UN POETA Y UNA EXUBERANTE MUJER MARIPOSA (MICRORRELATO)
El poeta era pobre porque él no encontraba poesía en el ambicioso hecho de prosperar económicamente y nada hacía por conseguir ese tipo de prosperidad. El poeta no sabía crear esas cosas materiales que procuran, a sus creadores, ganancias. Al poeta solo le interesaba crear belleza juntando palabras cargadas de bellos sentimientos. De esta labor no sacaba provecho material alguno, pero lo hacía feliz y aspiraba a que leyendo o escuchando sus poesías otras personas se sintieran felices también.
Sus poesías las escribía en papel reciclado y se echaba a la calle a repartirlas gratuitamente. La gran mayoría de la gente recibía sus ilusionados escritos, con indiferencia, y muchos, sin leerlos siquiera, los tiraba dentro de la primera papelera que encontraba, sin que faltase el incivilizado que haciendo una bola la dejase caer al suelo.
El destino, que padece parecida ceguera a la que aqueja a la justicia, decidió que aquel poeta se enamorase perdidamente de una mujer muy guapa, frívola y ambiciosa.
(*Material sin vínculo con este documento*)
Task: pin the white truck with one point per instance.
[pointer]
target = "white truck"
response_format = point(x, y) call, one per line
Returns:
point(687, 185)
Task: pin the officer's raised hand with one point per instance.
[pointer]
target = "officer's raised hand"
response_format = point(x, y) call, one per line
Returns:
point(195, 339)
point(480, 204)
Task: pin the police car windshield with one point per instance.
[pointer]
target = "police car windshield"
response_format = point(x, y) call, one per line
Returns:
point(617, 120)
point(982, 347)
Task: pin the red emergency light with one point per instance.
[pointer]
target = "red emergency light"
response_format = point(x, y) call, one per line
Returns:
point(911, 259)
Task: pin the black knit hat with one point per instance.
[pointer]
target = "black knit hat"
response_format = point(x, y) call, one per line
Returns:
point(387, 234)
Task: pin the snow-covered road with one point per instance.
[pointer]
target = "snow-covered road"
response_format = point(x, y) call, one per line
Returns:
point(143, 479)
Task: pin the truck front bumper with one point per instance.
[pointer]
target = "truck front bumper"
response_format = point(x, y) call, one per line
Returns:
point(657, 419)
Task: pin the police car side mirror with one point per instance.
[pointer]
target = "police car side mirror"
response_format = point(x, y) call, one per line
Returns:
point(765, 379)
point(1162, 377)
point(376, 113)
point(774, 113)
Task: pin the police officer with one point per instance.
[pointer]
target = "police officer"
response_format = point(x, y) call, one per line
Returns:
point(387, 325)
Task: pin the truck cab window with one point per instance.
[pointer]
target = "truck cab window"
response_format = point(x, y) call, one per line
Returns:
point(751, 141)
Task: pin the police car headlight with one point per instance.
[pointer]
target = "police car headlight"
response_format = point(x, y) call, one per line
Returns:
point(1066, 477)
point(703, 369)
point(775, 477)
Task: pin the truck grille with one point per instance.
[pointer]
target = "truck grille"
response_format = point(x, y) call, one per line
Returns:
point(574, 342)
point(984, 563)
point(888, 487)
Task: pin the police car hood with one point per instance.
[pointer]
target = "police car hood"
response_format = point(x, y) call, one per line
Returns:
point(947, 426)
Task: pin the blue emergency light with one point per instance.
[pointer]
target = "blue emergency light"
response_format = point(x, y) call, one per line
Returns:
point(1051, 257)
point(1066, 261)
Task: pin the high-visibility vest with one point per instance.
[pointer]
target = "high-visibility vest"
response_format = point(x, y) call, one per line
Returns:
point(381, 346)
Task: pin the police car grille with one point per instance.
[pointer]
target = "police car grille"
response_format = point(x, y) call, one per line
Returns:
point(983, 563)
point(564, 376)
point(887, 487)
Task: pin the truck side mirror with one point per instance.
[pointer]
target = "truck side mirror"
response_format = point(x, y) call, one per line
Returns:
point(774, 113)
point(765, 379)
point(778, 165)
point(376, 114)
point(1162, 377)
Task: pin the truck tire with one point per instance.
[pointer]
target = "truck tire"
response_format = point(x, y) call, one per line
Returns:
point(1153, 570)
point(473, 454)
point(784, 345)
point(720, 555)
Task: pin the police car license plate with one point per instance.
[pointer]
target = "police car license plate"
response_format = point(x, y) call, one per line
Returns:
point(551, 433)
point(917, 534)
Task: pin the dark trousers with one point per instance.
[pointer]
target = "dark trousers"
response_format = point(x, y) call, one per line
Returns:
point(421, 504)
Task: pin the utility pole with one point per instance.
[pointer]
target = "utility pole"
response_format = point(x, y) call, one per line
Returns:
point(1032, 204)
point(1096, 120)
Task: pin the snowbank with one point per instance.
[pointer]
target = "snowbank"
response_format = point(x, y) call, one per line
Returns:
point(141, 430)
Un día, que se sentía especialmente inspirado, él le entregó una hoja de papel en el cual, empleando las palabras más hermosas y tiernas que conocía, le confesaba cuan inmenso era el amor que sintió por ella en el instante mismo de verla.
Ella, debido a que era una persona curiosa, leyó aquella poesía salida del alma del poeta y con desalmada sinceridad le dijo:
—Eres patético, joven iluso, todo cuanto posees en el mundo son tus temblores de pasión, las miradas amorosas que me dirigen tus embelesados ojos y tus dulces suspiros. Lo que yo ambiciono es riqueza, lujos y placeres. Y tú, pobretón, ninguna de estas extraordinarias cosas que yo ambiciono puedes ofrecerme.
—Mujer insensible, me das profunda lástima —manifestó el poeta, herido en sus más profundos sentimientos—. Y voy a regalarte un vaticinio, que ojalá nunca se convierta en realidad. Puede que un día te veas como las mariposas desafortunadas, con tus bellas alas rotas, imposibilitada para volar más y condenada a arrastrarse por el suelo.
Y tal como vaticinó el poeta, un día, debido al inmisericorde paso del tiempo, a la esplendorosa mujer que había despreciado al poeta, se marchitó su hermosura, le llegó la ancianidad y fue abandonada por todos los que solo habían buscado el disfrute de sus lozanos encantos.
Un día, el azar decidió se encontrasen en la calle el poeta y la mujer muy ambiciosa. A pesar de lo muchísimo que físicamente habían cambiado los dos, se reconocieron.
—Sigues teniendo el mismo aspecto humilde que tenías cuando te conocí de joven —juzgó ella examinándolo de la cabeza a los pies.
—Cierto —reconoció él observando con pesar el lastimoso aspecto de ella--. Pero escribiendo poemas he conseguido ser feliz yo y hacer felices a algunas personas sensibles que me lo han agradecido brindándome su reconocimiento y amistad.
—A mí me abandonaron todos aquellos que dijeron amarme, que juraron morir de amor por mí. Y ahora estoy en la calle viviendo de caridad.
El poeta, compadecido, le ofreció su modesta vivienda. Ella aceptó. Y el poeta, conservándola en su memoria tan hermosa como fue en sus tiempos de máximo esplendor, escribió teniéndola con él, mejor de lo que nunca lo hiciera antes, porque su amor por ella era intemporal, imperecedero. Los ojos del alma poseen unas cualidades muy especiales de las que carecen los ojos de la cara.